East Africa’s high maternal death rate
Judith Awino died on her 25th birthday as she gave birth, on a dusty roadside, to her second child.
She had endured a long and difficult labour but was unable to get admitted to hospital because of a nurses’ strike.
Her baby also died.
Judith Awino's Identity card
Her short life symbolises the tragedy behind the high maternal death rate in Kenya where the maternity system faces extreme pressure.
Whereas Kenya’s overall crude death rate is on a par with Europe, its maternal death rate in 2015 was 43 times higher than that seen in high-income countries — with 510 women dying in every 100,000 live births.
And that picture is not just restricted to Kenya.
Across Africa, countries are unlikely to hit the Sustainable Development Goal to significantly reduce preventable maternal deaths.
The research team is an international collaboration of academics including co-investigators Prof. Benson Mulemi, from the Catholic University of Eastern Africa, Dr. Saudah Namyalo from Makerere University in Uganda and Prof. Shane Doyle, Prof. Jane Plastow and Prof.

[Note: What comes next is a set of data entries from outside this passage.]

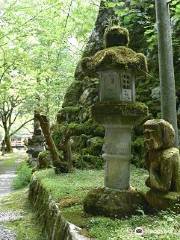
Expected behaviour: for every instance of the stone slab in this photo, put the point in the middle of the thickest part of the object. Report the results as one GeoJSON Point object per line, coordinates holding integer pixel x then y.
{"type": "Point", "coordinates": [115, 204]}
{"type": "Point", "coordinates": [163, 201]}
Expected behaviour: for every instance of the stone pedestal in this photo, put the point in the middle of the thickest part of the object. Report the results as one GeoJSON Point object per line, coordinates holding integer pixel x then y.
{"type": "Point", "coordinates": [117, 198]}
{"type": "Point", "coordinates": [117, 154]}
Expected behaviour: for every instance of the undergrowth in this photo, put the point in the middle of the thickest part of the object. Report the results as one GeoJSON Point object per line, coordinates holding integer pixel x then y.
{"type": "Point", "coordinates": [69, 191]}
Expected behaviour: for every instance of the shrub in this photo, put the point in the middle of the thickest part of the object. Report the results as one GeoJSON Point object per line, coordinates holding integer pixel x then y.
{"type": "Point", "coordinates": [23, 176]}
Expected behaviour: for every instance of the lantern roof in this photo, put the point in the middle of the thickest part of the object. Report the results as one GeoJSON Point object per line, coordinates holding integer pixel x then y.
{"type": "Point", "coordinates": [116, 55]}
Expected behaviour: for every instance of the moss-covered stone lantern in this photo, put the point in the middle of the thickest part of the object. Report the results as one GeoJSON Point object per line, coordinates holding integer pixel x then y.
{"type": "Point", "coordinates": [117, 67]}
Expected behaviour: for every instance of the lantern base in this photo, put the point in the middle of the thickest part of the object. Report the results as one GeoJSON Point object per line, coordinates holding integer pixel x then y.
{"type": "Point", "coordinates": [115, 204]}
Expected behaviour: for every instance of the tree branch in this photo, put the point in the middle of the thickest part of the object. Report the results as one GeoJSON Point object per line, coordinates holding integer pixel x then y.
{"type": "Point", "coordinates": [22, 125]}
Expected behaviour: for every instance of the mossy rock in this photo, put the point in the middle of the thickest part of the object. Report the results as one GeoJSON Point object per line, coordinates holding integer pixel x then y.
{"type": "Point", "coordinates": [124, 112]}
{"type": "Point", "coordinates": [115, 204]}
{"type": "Point", "coordinates": [68, 114]}
{"type": "Point", "coordinates": [87, 161]}
{"type": "Point", "coordinates": [138, 153]}
{"type": "Point", "coordinates": [73, 94]}
{"type": "Point", "coordinates": [163, 201]}
{"type": "Point", "coordinates": [121, 58]}
{"type": "Point", "coordinates": [116, 36]}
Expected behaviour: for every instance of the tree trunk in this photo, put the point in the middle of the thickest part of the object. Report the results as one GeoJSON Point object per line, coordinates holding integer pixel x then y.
{"type": "Point", "coordinates": [7, 140]}
{"type": "Point", "coordinates": [57, 162]}
{"type": "Point", "coordinates": [166, 68]}
{"type": "Point", "coordinates": [106, 17]}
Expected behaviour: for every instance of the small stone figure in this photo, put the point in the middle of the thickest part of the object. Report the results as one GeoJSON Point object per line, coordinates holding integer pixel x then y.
{"type": "Point", "coordinates": [163, 163]}
{"type": "Point", "coordinates": [162, 159]}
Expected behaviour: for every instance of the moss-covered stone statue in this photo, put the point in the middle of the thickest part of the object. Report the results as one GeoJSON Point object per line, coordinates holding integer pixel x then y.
{"type": "Point", "coordinates": [117, 68]}
{"type": "Point", "coordinates": [163, 163]}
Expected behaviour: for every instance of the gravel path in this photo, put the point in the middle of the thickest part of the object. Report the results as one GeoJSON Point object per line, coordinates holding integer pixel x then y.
{"type": "Point", "coordinates": [6, 176]}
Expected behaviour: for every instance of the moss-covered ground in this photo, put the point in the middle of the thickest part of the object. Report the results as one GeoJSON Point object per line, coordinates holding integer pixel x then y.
{"type": "Point", "coordinates": [69, 191]}
{"type": "Point", "coordinates": [26, 228]}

Wensel Geissler for the University of Leeds in the UK.
The research is funded by the UK’s Global Challenges Research Fund (GCRF), money from the UK’s aid budget with the aim of bringing the best research to target the big, intractable problems facing the world.

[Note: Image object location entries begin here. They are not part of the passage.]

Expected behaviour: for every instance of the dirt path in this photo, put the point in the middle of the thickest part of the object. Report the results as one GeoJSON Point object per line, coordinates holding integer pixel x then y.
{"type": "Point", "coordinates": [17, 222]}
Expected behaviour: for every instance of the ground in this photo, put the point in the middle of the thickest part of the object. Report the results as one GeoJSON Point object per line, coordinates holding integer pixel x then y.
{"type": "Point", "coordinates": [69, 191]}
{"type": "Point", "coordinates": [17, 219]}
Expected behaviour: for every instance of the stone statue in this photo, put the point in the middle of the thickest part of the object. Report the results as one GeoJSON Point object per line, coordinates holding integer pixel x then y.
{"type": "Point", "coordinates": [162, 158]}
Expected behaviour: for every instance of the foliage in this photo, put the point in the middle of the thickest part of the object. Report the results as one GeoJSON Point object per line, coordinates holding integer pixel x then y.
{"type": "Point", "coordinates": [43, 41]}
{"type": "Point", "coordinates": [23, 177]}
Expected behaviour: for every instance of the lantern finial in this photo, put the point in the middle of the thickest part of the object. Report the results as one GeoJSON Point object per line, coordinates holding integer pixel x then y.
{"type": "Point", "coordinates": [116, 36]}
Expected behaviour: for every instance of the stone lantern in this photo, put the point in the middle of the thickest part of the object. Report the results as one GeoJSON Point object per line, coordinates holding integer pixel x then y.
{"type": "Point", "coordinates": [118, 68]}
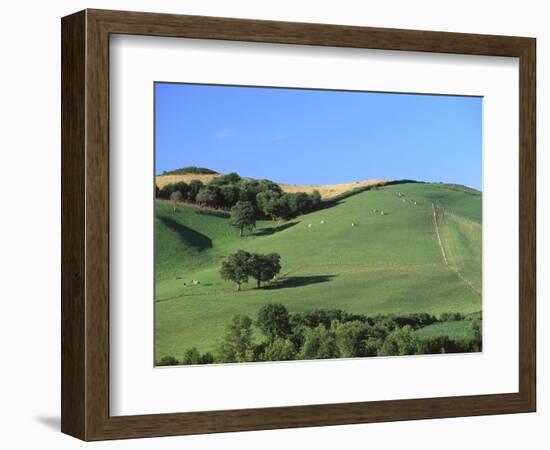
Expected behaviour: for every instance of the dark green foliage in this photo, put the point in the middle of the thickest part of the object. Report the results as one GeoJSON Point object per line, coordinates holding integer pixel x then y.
{"type": "Point", "coordinates": [315, 199]}
{"type": "Point", "coordinates": [208, 196]}
{"type": "Point", "coordinates": [319, 343]}
{"type": "Point", "coordinates": [190, 169]}
{"type": "Point", "coordinates": [323, 334]}
{"type": "Point", "coordinates": [371, 345]}
{"type": "Point", "coordinates": [237, 345]}
{"type": "Point", "coordinates": [269, 203]}
{"type": "Point", "coordinates": [228, 195]}
{"type": "Point", "coordinates": [350, 337]}
{"type": "Point", "coordinates": [273, 321]}
{"type": "Point", "coordinates": [166, 191]}
{"type": "Point", "coordinates": [401, 341]}
{"type": "Point", "coordinates": [168, 361]}
{"type": "Point", "coordinates": [417, 320]}
{"type": "Point", "coordinates": [207, 358]}
{"type": "Point", "coordinates": [264, 267]}
{"type": "Point", "coordinates": [225, 191]}
{"type": "Point", "coordinates": [175, 198]}
{"type": "Point", "coordinates": [236, 268]}
{"type": "Point", "coordinates": [191, 356]}
{"type": "Point", "coordinates": [475, 336]}
{"type": "Point", "coordinates": [231, 178]}
{"type": "Point", "coordinates": [243, 216]}
{"type": "Point", "coordinates": [279, 350]}
{"type": "Point", "coordinates": [450, 317]}
{"type": "Point", "coordinates": [194, 188]}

The UK Government believes research excellence is achieved by people from different academic backgrounds working in collaboration and across borders.
The project in Kenya has researchers with a medical humanities background working alongside medical and public health specialists, bringing fresh insight into why maternal death rates are high.
One of the issues that’s emerged is that a high proportion of pregnant women seek maternity care very late in their pregnancy.
Jane Plastow, Professor of African Theatre in the School of English and History at Leeds, said her approach is to use drama-based workshops to allow women and their families to feel at ease in speaking about their experiences or to act out what has happened to them.
Theatre based Workshop
Professor Plastow said: “We have been able to show that there are good reasons why many poor women are not able or willing to interact with health professionals and these need to be much better understood and taken into account if services are to respond well.
“The research is revealing that the challenges facing women are immense. Most people using the public health service are poor and live in remote villages, and for many it was impossible or costly to access antenatal care.”
She also commented that people felt ambulances could not be relied on. The women spoke about being treated badly when they went for antenatal advice or went into labour — with feelings that nurses would be dismissive, disparaging or judgmental, particularly if they regarded the patients as poor or illiterate.
Maternity units were reportedly overwhelmed, with many women not being assessed quickly enough. Both hospitals and rural clinics lacked blood products and equipment.
The research is suggesting that women have become more vulnerable because of the changes in the support they get from their families, sometimes with women under pressure to return to work days after giving birth.
Shane Doyle, Professor of African History at Leeds who is leading the project, said: “One of our goals is to encourage hospitals to adapt their maternal health provision in light of this research, so that, for example, greater attention is devoted to ongoing care and delivery and discharge.”
The researchers are working with Kenyan TV to reveal the problems faced by poorer women and it will feature the case of Judith Awino.
The project will also look at the relationship between patients and healthcare staff who often work under extreme pressure.
Professor Doyle added: “One of our aims is to show that this cross-cutting research opens up a fresh understanding of the experiences of pregnant women and health care workers.
“Kenya has attempted to improve the maternal death rate by introducing free maternity services and opening new hospitals but they’ve not had the impact that was hoped.
“Research that understands the socio-cultural issues and health issues in maternal death rates is likely to suggest more sustainable ways of tackling the problem.”
The University of Leeds has been hugely successful in securing support from the Global Challenges Research Fund. It was established in 2016 and over five years will allocate a total of £1.5 billion to UK science with the aim, the Government said, of ensuring Britain meets its “…moral obligation to the world’s poorest.”
The UK Medical Research Council awarded the GCRF grant. Dr Mark Palmer, Director of International Relations at the MRC, said: “Improving on maternal and neonatal health is a major global health challenge that we are committed to tackling.
“This research is pivotal to better understanding why maternal death rates are so high, taking a multidisciplinary approach to gain insight into how to help pregnant women, along with the healthcare workers and communities that support them. The findings could lead to positive changes and better outcomes for maternal health around the world.”
The University of Leeds is involved in 70-plus projects financed through the fund covering a range of issue from equipping scientists in the developing world with technology to safely make vaccines, low-cost endoscopy for stomach cancer and the ways people can protect themselves from the kidnapping epidemic in Mexico.